Bien des gens ne voient pas l’intérêt ou l’utilité de la philosophie. Obscure matière que nous parcourrons en terminale, elle donne à ceux qui s’y spécialisent une autorité intellectuelle qui reste invérifiable et inspire en conséquence de la méfiance ou de l’admiration. On la perçoit comme l’équivalent de l’histoire des idées, ou une manière laïque de débattre de sujets métaphysiques, ou encore comme l’art de s’étonner, s’interroger, poser des questions et surtout les questions qui ne nous viendraient pas à l’esprit.
Que chacun la pratique comme il le souhaite. Mais je crois qu’elle est avant tout une méthode, une manière de former l’esprit, de le maintenir en forme, de générer des formes et non de l’information, ce qui nous apprend à donner forme à l’information, à la traiter et la trier. Exercice de l’intelligence et non engrangement de connaissances, elle réveille de leur somnolence nos facultés mentales, qui perdent en acuité dès que nous cessons de les utiliser.

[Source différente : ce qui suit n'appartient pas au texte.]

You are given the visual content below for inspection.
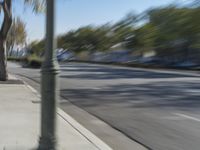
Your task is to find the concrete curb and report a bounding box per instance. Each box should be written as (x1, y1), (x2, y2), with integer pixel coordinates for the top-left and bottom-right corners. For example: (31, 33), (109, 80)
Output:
(12, 75), (112, 150)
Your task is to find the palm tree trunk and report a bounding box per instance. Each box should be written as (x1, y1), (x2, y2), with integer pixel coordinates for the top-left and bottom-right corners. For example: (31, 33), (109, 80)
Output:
(0, 39), (8, 81)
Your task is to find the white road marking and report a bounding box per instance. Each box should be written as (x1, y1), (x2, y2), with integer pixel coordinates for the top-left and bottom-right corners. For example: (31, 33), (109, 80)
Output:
(174, 113), (200, 122)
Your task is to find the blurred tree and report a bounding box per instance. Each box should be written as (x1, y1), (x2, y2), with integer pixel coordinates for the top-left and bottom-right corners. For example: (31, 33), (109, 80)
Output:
(6, 17), (27, 55)
(0, 0), (45, 81)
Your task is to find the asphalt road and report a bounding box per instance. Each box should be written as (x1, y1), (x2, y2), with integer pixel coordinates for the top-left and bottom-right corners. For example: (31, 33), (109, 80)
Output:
(9, 63), (200, 150)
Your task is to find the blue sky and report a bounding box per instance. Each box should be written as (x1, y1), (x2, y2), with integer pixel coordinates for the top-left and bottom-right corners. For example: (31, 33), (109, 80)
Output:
(13, 0), (180, 41)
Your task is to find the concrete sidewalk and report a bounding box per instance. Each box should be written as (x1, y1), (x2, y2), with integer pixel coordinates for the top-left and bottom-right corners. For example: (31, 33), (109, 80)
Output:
(0, 75), (111, 150)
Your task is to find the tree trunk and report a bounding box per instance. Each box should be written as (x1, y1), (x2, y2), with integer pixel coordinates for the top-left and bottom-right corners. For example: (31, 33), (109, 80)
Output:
(0, 0), (12, 81)
(0, 39), (8, 81)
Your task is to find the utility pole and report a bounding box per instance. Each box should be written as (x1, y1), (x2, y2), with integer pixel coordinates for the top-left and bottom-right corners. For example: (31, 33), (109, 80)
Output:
(38, 0), (59, 150)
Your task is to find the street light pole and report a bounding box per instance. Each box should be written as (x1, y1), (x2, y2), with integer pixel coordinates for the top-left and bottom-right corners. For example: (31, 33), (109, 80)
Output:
(38, 0), (59, 150)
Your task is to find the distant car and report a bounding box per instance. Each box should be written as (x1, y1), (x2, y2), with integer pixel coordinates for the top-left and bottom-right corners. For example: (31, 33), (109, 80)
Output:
(173, 61), (200, 68)
(57, 50), (75, 61)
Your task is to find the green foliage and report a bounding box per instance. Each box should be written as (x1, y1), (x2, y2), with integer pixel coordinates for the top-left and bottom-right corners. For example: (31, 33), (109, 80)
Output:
(28, 5), (200, 62)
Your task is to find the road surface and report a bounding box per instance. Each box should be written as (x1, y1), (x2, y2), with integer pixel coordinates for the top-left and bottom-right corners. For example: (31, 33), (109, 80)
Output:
(9, 63), (200, 150)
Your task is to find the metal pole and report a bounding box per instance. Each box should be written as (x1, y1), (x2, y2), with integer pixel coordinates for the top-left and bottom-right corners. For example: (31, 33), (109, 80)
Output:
(38, 0), (59, 150)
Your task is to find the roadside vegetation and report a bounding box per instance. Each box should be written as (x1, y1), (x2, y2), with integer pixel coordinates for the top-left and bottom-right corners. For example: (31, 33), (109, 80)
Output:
(9, 2), (200, 69)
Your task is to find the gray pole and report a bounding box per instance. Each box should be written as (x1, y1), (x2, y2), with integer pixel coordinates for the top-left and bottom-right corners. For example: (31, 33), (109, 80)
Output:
(38, 0), (59, 150)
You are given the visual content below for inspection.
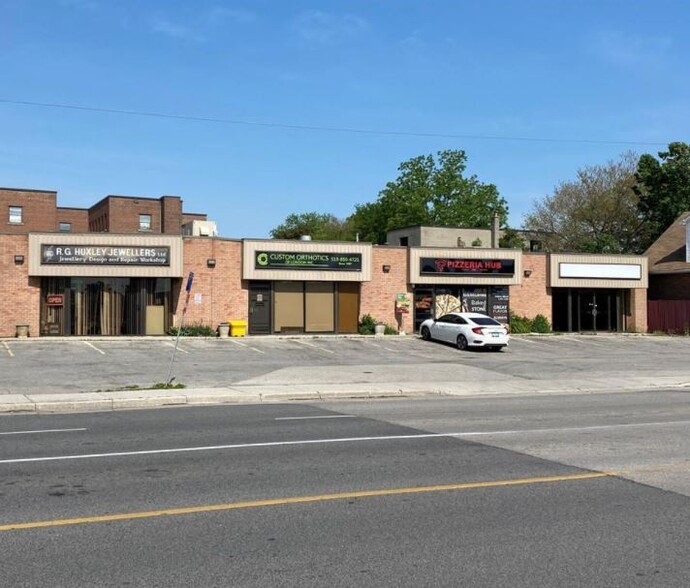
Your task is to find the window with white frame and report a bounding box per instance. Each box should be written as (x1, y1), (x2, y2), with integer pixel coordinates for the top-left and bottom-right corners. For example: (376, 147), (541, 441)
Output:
(9, 206), (23, 225)
(139, 214), (151, 231)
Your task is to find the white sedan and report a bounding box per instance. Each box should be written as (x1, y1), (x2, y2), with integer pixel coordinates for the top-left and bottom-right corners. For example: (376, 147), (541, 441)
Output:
(419, 312), (510, 351)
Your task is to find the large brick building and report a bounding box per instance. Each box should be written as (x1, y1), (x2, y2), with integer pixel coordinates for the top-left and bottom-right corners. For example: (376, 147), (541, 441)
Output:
(0, 189), (647, 337)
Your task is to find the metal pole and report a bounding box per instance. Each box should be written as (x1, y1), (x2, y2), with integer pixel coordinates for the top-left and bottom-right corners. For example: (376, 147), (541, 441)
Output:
(166, 272), (194, 386)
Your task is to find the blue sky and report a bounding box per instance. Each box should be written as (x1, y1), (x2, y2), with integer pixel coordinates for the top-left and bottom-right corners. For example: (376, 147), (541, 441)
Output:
(0, 0), (690, 238)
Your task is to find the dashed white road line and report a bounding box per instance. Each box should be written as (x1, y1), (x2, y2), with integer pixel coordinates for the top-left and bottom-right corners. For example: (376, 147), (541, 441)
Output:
(0, 428), (88, 435)
(82, 341), (105, 355)
(295, 339), (335, 353)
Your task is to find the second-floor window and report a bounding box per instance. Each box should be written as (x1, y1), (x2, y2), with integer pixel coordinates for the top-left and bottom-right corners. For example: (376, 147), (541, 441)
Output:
(139, 214), (151, 231)
(9, 206), (24, 225)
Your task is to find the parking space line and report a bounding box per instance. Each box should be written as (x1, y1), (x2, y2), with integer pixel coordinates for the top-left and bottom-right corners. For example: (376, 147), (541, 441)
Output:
(230, 339), (266, 353)
(295, 339), (335, 353)
(163, 341), (189, 354)
(82, 341), (105, 355)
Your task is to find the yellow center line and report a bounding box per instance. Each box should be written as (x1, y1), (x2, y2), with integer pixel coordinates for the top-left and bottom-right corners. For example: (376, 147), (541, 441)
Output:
(0, 472), (615, 532)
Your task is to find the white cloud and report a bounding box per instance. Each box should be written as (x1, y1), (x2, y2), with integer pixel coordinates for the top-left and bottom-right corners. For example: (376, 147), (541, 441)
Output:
(293, 10), (369, 44)
(587, 31), (673, 67)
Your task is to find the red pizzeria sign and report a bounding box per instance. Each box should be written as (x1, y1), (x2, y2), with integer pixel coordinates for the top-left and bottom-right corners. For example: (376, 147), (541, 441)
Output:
(420, 257), (515, 275)
(46, 294), (65, 306)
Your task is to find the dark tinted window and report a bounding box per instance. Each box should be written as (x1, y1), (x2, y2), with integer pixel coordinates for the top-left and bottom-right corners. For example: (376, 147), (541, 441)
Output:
(468, 316), (501, 327)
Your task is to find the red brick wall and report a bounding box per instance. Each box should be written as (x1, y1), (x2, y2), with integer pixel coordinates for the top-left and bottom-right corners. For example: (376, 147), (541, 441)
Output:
(0, 188), (57, 235)
(174, 237), (249, 328)
(648, 274), (690, 300)
(509, 253), (553, 323)
(0, 235), (41, 337)
(359, 247), (414, 333)
(54, 206), (89, 233)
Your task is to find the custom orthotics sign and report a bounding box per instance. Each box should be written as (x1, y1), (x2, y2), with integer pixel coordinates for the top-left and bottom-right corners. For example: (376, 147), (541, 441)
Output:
(254, 251), (362, 272)
(419, 257), (515, 275)
(41, 245), (170, 266)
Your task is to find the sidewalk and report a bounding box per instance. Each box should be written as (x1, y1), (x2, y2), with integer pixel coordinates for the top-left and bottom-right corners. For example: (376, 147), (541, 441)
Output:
(0, 376), (690, 414)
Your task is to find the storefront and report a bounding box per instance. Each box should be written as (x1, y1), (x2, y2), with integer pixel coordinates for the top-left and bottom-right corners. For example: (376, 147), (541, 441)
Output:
(242, 240), (371, 335)
(549, 254), (647, 332)
(28, 234), (183, 336)
(409, 248), (522, 331)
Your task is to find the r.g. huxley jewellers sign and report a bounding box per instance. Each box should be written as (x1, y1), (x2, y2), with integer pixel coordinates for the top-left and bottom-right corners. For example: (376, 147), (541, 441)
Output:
(41, 245), (170, 266)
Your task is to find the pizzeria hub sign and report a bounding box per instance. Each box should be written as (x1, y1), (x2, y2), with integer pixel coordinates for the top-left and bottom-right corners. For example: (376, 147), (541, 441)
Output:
(254, 251), (362, 272)
(41, 245), (170, 266)
(420, 257), (515, 275)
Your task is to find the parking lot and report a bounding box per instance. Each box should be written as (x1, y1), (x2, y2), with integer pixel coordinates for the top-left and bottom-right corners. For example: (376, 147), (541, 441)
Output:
(0, 335), (690, 394)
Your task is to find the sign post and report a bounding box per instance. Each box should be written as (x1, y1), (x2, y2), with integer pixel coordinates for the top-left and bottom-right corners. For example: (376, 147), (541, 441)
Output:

En cela, la philosophie se distingue de la science, un savoir éprouvé par son pouvoir, une connaissance qui a pour critère la confirmation par l’expérience et débouche donc sur une pratique : la technique. La philosophie, elle, ne fait pas grand-chose, du moins elle ne produit rien, et elle ne croit en rien non plus. Elle se contente de faire sens avec ce qui se présente, d’interpréter au mieux le flux des perceptions et des pensées, d’introduire de l’ordre dans le désordre où nous sommes pris.
On aimerait qu’elle réponde à nos questions les plus pressantes, les plus essentielles, qui sont aussi les plus insolubles, sans doute peut-elle y parvenir, mais au cas par cas, au cours de la recherche que mène chacun, sans fournir une solution universelle. Tout homme peut être philosophe et toute philosophie est celle d’un homme, singulière, individuelle, en ce que la totalité qu’elle crée, son système d’interprétation, ne correspond pas à l’unité d’un monde qui n’en a pas, mais à l’unité de la personne qui le perçoit.
Bref, la philosophie est une gymnastique des méninges, une hygiène du langage, qui entretient notre agilité logique et notre imagination idéelle et nous préserve de l’entropie du mimétisme, de la paresse de l’à-peu-près, du sommeil dogmatique.
Nous pourrions la décrire par cette exigence de Valéry envers l’homme :
« Lui délier l’esprit, diminuer sa crédulité, accroître ses facultés de distinction et d’attention : le mettre en garde contre les pièges du langage, tout en lui enseignant à s’en servir avec une précision, une liberté, une habileté accrues. Tout ceci est une manière d’être plus maître de soi contre les entreprises d’autrui ; et plus maître de soi contre soi-même. »
Bouveresse reprend ses réflexions sur le sujet dans un opuscule qui porte le titre de cet article. Par l’intermédiaire de Valéry, il semble décrire son idéal de philosophie : débarrassée de ses excroissances métaphysiques comme de ses prétentions scientifiques, qui saurait enfin ce qu’elle est et se satisferait d’y exceller : un sport de l’esprit.
Bien sûr, l’esprit ne fonctionne pas à vide : la résistance des choses lui est indispensable, comme l’eau au nageur, la route au cycliste, la pesanteur au danseur. La philosophie ne devrait jamais s’affranchir de cette résistance : il faut des connaissances pour exercer l’intelligence, et du réel pour assouplir l’esprit.